Transforming 2-mode network data to 1-mode
Networks can be composed of all sorts of things. Trains, busses, Uber, metro - all of these can be combined into a 'transportation' network. Books, authors, editors, funders, censors, sponsors - a publishing network. Students, profs, classes, universities - an education network. Anytime you have more than one kind of thing (however defined) in your network, you formally have a bipartite (or tripartite, and so on, depending on the number of things) network. Visualizing such a network as nodes and edges can be a useful heuristic exercise.
If you are doing this in Gephi, and you run some of Gephi's metrics (statistics) on a bipartite network, your results may not mean what you think they mean. The metrics, the algorithms assume 1-mode networks. Thus, running them on 2-mode (or more!) networks will result in ....issues.
Now in truth, it's not quite so clear-cut to simply say, 'convert every bimodal network to unimodal before running any stats' (see Scott's discussion here), but as a rule of thumb for when you're getting started, you'll be on much firmer methodological grounds if you transform your mutlimodal networks into a series of 1-mode networks. So convert every bimodal network to unimodal before running any statistics on your network(s).
Thus, this network:
ProfA -> student1 (where -> is a directed relationship, 'teaches')
ProfA -> student2
ProfB -> student3
ProbB -> student1
...can be transformed into two networks, one where profA is connected to profB by virtue of a shared student (student1). That is, profs connected by students; and the inverse: students connected by profs. You could then run your metrics, and get two different perspectives on the educational dynamics of this particular university.
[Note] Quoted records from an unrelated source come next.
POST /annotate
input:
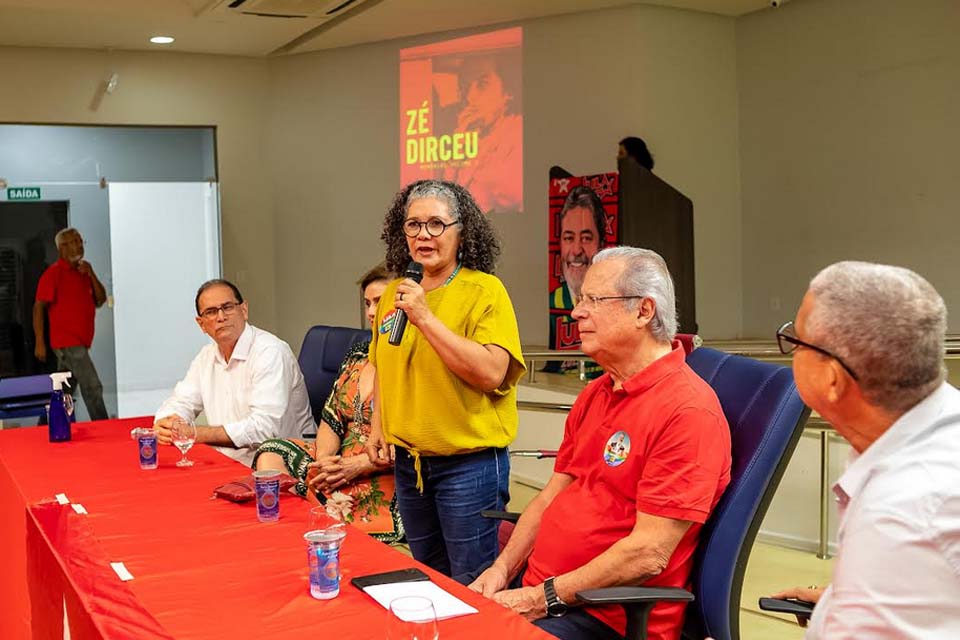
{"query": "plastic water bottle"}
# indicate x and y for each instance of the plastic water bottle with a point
(58, 415)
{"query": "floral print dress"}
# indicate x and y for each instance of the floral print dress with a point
(368, 503)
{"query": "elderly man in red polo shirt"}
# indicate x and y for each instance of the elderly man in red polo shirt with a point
(71, 293)
(645, 458)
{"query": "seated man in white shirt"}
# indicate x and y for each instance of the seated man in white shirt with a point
(248, 382)
(868, 348)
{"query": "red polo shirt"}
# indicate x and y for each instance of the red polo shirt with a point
(69, 297)
(659, 445)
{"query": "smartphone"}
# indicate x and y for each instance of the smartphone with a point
(390, 577)
(782, 605)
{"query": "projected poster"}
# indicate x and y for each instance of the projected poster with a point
(583, 220)
(461, 116)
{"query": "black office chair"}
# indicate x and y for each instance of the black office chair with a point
(766, 418)
(321, 354)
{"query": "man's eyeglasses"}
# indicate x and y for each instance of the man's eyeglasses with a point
(788, 342)
(592, 303)
(228, 308)
(435, 227)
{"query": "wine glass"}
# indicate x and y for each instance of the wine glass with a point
(184, 435)
(412, 618)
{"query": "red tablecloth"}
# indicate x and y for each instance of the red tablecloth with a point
(202, 568)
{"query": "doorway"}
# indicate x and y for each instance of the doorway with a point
(27, 231)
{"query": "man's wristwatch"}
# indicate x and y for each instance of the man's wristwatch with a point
(555, 606)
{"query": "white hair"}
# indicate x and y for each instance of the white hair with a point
(886, 323)
(434, 189)
(63, 233)
(645, 274)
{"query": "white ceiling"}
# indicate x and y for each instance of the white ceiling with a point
(128, 24)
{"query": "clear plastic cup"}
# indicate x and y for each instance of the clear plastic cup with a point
(323, 560)
(267, 485)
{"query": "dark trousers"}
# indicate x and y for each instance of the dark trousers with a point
(77, 361)
(444, 527)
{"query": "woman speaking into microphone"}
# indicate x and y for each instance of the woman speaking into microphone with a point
(445, 394)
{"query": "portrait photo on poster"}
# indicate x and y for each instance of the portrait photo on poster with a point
(584, 218)
(461, 116)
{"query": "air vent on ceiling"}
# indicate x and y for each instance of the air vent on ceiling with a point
(313, 9)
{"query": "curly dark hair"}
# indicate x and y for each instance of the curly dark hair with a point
(587, 198)
(479, 244)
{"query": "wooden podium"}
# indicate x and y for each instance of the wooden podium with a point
(654, 215)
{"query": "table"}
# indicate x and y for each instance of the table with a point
(24, 396)
(203, 568)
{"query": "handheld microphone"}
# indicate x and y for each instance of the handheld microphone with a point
(414, 272)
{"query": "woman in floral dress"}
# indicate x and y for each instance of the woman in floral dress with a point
(335, 468)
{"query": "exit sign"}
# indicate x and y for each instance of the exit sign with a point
(23, 193)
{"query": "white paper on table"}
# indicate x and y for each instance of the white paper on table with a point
(445, 604)
(121, 570)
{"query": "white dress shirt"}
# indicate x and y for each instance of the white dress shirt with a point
(897, 572)
(258, 394)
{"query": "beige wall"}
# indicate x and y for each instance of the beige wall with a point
(589, 79)
(59, 85)
(848, 141)
(832, 119)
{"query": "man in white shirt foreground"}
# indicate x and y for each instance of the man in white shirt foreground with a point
(868, 347)
(248, 382)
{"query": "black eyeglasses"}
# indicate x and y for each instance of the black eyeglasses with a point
(228, 308)
(592, 303)
(788, 342)
(435, 227)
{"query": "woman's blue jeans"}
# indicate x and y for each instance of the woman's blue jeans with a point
(444, 527)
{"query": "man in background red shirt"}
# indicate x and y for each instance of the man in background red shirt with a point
(71, 293)
(645, 458)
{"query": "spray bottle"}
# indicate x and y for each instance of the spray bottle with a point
(60, 409)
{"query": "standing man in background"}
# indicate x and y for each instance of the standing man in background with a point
(71, 292)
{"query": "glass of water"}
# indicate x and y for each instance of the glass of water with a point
(184, 435)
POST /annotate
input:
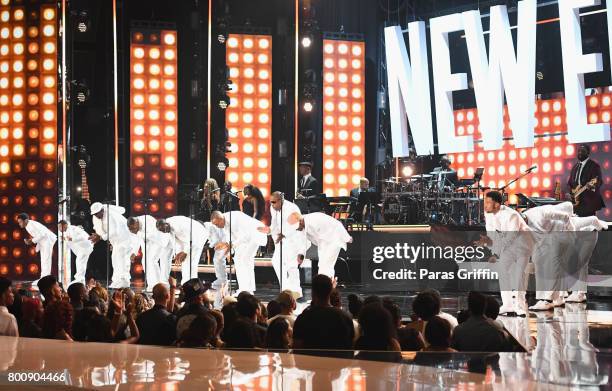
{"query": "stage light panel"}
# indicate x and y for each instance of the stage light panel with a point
(343, 130)
(153, 108)
(552, 153)
(28, 175)
(250, 69)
In this exercise, you'll transform a network of women and social organizations into two 1-mode networks.
The data for this exercise comes from a former Carleton public history MA student, Peter Holdsworth. Peter lodged a copy of his MA research on Figshare. Peter was interested in the social networks surrounding ideas of commemoration of the centenerary of the War of 1812, in 1912. He studied the membership rolls for women’s service organization in Ontario both before and after that centenerary. By making his data public, Peter enables others to build upon his own research in a way not commonly done in history. (Peter can be followed on Twitter at https://twitter.com/P_W_Holdsworth).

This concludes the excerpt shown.